Data 101: Hammers and Nails
This is the first in a series of articles I intend to write distilling my (somewhat) recent academic history regarding data and analytics into a tractable format for both data professionals, and data consumers. The goal of this is to share how I, coming from a primarily academic background, approach problem solving using the tools of data science and analytics, and how they can be applied to the real world. Some of the content will be concepts that I have shared in classes I have taught, while others will be mental models and methods that I have relied upon in my own work. I hope that some will find this content useful and informative, and that through this journey, I will be able to learn as well.
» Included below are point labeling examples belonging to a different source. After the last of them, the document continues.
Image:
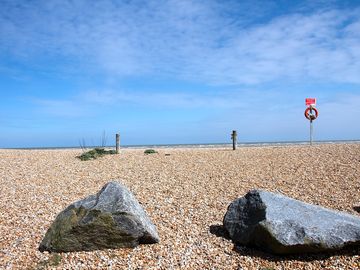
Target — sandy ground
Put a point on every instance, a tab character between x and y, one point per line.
186	194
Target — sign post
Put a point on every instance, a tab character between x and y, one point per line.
311	113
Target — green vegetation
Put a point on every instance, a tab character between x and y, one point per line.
95	153
149	151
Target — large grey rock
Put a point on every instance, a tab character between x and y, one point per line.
112	218
281	225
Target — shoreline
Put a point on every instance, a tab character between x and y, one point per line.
185	194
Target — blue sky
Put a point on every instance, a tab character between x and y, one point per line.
162	72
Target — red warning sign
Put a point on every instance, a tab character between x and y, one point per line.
310	101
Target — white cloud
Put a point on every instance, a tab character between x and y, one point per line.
208	41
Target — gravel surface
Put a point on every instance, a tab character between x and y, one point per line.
186	194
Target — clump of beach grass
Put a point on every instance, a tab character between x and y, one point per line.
95	153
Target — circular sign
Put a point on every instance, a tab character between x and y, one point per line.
311	113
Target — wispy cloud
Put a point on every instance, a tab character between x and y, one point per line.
208	41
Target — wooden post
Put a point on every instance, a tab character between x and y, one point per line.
117	143
234	138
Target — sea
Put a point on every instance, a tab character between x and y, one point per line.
205	145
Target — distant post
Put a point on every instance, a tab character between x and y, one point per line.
234	138
311	113
117	143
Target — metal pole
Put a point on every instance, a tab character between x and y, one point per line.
311	132
311	127
117	143
234	138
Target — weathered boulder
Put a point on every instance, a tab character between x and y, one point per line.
112	218
281	225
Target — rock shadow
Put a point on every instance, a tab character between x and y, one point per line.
220	231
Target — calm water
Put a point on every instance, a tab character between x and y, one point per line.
210	145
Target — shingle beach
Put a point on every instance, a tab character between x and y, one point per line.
185	191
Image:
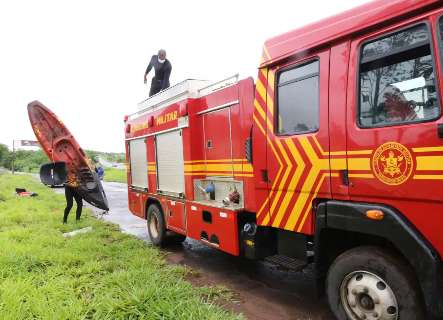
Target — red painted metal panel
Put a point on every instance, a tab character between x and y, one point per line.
218	143
175	214
419	154
342	25
223	227
298	164
337	119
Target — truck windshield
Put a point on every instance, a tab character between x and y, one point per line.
397	79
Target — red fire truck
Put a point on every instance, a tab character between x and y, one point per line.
334	156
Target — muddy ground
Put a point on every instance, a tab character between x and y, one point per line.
261	292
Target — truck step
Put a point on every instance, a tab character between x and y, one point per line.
286	262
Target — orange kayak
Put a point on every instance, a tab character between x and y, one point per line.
60	146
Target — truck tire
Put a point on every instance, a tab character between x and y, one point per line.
370	283
156	225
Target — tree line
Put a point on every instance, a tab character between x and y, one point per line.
31	160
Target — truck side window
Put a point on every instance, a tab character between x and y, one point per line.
397	79
297	99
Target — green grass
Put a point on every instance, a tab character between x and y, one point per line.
115	175
103	274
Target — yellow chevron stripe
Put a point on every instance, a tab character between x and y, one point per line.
428	149
279	189
428	177
259	110
430	163
294	181
266	220
237	167
363	176
210	161
261	90
317	166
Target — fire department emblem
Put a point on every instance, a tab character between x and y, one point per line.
392	163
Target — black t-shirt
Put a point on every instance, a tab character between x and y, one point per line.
162	71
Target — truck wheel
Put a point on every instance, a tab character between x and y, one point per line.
156	225
369	283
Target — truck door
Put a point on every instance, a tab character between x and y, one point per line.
298	143
395	138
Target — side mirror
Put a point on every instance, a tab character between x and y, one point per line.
53	174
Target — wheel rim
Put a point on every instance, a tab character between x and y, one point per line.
153	226
366	296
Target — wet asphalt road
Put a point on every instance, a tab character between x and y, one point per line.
260	291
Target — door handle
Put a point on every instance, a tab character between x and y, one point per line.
265	176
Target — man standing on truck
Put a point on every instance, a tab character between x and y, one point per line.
162	68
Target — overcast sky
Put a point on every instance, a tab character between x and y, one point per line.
85	59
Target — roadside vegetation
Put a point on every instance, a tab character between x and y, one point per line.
103	274
115	175
31	160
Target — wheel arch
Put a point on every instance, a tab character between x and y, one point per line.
341	226
149	202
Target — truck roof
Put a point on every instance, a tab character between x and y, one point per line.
187	89
339	26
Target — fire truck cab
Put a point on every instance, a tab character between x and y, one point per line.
334	156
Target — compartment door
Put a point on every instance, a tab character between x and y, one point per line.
218	143
138	163
170	165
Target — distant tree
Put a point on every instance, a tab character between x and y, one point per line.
4	155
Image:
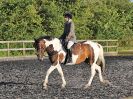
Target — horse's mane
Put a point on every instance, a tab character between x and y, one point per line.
49	38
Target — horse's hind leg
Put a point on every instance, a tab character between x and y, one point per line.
47	75
93	72
62	75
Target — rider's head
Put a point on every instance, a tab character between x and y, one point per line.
67	15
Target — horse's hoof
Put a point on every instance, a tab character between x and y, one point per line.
86	87
45	87
63	87
106	82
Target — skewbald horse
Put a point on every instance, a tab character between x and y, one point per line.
80	52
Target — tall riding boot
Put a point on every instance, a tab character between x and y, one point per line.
68	56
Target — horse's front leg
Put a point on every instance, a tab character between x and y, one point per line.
62	75
47	75
93	72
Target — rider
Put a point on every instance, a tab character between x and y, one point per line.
68	37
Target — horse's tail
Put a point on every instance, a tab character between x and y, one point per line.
101	58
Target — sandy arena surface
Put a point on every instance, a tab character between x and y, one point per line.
22	79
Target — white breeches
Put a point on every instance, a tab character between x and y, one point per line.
70	43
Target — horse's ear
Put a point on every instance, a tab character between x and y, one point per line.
35	40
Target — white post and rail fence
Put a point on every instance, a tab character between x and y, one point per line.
25	48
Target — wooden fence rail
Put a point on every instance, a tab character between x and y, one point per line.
110	46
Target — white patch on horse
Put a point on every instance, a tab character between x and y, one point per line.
56	44
64	53
95	48
74	59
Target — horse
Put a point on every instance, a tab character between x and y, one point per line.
80	52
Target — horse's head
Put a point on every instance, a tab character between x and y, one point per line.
39	45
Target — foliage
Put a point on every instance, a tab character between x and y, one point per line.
94	19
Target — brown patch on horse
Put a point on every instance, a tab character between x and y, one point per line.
53	55
61	57
83	51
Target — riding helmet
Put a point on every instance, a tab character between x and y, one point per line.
68	14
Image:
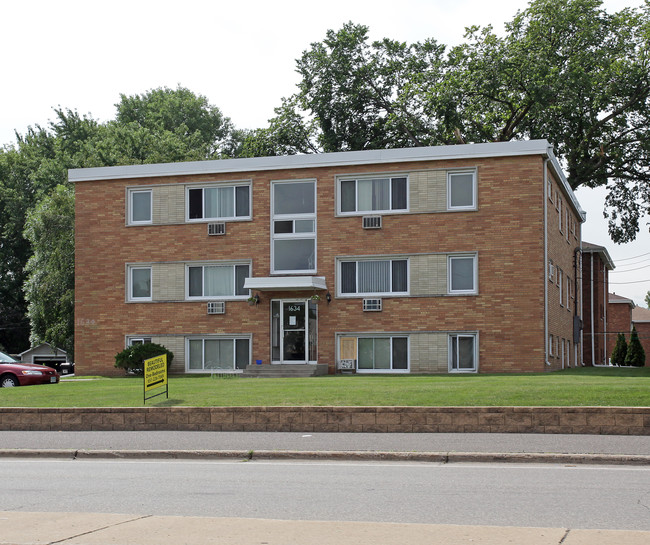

A Running Analogy: Building a house
When asked by students (or potential employers) how I would describe what data science is, I like to fall back on the analogy of building a house. I will refer back to this analogy (and at times stretch it a bit) throughout these articles. Here I will build the foundation (see, I already started) of my story of data analytics.
A home or a hovel
The initial stage is figuring out what the question or problem you are trying to solve is, are you building a house, an apartment, or a store. Each of these questions or problems requires a different set of materials, plans, and tools to solve. In the world of data, knowing what type of question you are asking is the primary motivator for everything that follows. Are you trying to predict customer behavior, identify choke points in production, or understand risk factors in new markets? The set of methods and data required to answer these disparate questions are as different as choosing to build a structure out of steel or wood, and fastening them with rivets or nails.
One ring doesn’t rule them all
Enter my favorite quip, to a man with a hammer, every problem looks like a nail. When you boil down data science, all of the approaches, methods, and algorithms are simply tools. Yes, you theoretically could build a whole house with just a sledgehammer, nails, and wood, but it would be ugly, inefficient, and difficult. Saws may be of use to cut down boards for example (instead of trying to beat them until they break). Data analytics is much the same. You could use a machine-learning algorithm and terabytes of data to figure out how many widgets you need to sell to break even this quarter, but the same question can be answered with a simple statistical model and a small sample of your data, it will be quicker, cheaper, and sufficiently accurate. Knowing which set of tools and data is appropriate to answer the question at hand is one of the most important aspects of data analytics. There is no magic method that will accurately and efficiently answer every question or problem your company might face.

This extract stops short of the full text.